# Change laws of war



## QC (Oct 21, 2009)

http://english.aljazeera.net/news/middleeast/2009/10/2009102122137152596.html

*Israel push to change laws of war *

Israel's prime minister has instructed his government to draw up plans for a "world wide campaign" to lobby for changes in the international laws of war.

The order from Binyamin Netanyahu follows a special cabinet meeting on Tuesday to discuss Israel's response to the UN's Goldstone report, which condemned Israel's actions during the 22-day war on Gaza earlier this year.

The meeting also called for the formation of a special committee to deal with the international legal consequences of the report and the prospect Israeli officials could face war crimes trials abroad.

The Israeli government contends international law needs to be amended in order to fight global terrorism.


"We need to keep punching a hole in this lie that is spreading with the help of the Goldstone report"
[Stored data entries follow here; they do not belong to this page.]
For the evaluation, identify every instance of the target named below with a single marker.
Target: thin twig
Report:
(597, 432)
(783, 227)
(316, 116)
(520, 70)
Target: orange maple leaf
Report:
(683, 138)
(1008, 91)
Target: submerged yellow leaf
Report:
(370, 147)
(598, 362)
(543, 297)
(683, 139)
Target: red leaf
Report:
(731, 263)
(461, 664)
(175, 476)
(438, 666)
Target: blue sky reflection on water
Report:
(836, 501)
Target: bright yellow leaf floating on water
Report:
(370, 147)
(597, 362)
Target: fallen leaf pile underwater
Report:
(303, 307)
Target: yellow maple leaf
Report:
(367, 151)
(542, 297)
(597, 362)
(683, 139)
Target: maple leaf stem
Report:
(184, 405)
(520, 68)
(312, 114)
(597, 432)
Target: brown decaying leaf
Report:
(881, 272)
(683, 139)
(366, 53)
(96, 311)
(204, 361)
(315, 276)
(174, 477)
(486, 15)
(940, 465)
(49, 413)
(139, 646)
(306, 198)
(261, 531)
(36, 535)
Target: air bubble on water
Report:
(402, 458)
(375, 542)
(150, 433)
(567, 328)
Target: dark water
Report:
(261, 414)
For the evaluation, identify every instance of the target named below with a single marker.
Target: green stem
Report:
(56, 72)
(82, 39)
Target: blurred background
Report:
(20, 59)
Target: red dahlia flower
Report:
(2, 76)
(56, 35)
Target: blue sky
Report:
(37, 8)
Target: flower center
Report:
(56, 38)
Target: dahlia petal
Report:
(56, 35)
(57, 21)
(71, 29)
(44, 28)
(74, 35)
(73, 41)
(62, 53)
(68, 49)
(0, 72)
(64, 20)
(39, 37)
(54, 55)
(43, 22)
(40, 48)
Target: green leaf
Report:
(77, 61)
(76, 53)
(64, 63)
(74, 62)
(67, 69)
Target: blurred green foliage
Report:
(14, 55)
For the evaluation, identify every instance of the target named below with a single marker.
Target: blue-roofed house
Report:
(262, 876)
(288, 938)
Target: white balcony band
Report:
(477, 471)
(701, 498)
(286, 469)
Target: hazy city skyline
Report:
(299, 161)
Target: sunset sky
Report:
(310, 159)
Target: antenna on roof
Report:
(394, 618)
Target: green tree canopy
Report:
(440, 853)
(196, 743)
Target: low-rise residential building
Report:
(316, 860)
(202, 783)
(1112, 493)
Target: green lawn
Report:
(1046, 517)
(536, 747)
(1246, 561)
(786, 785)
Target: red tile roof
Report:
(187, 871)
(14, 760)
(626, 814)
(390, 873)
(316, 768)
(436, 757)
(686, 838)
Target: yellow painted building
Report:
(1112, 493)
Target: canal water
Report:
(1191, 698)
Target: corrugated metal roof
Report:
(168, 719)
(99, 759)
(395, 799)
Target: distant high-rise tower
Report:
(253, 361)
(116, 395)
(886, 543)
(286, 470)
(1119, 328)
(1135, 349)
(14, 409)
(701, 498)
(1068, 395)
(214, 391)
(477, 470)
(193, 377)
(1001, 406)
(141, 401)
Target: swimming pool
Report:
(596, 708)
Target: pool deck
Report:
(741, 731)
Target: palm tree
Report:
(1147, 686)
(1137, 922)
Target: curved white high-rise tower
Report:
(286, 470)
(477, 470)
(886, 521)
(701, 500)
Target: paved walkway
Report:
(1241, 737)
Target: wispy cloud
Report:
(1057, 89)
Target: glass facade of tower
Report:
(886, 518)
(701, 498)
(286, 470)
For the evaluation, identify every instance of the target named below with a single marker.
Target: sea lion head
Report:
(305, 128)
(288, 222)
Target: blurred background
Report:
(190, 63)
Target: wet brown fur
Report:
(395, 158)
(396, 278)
"The prime minister instructed the relevant government bodies to examine a worldwide campaign to amend the international laws of war to adapt them to the spread of global terrorism," Netanyahu's office said in a statement following Tuesday's meeting.

It added that the cabinet had also instructed justice ministry officials to form a committee to deal with the prospect of "legal proceedings abroad against the state of Israel or its citizens".

"We need to keep punching a hole in this lie that is spreading with the help of the Goldstone report," Netanyahu was quoted as saying in the statement.

*'Freedom of action'*

The statement was backed by Israel's defence minister, Ehud Barak, who said a change in the international laws of war was "in the interest of anyone fighting terrorism".

He added that the government wanted to give the Israeli military "the full backing to have the freedom of action."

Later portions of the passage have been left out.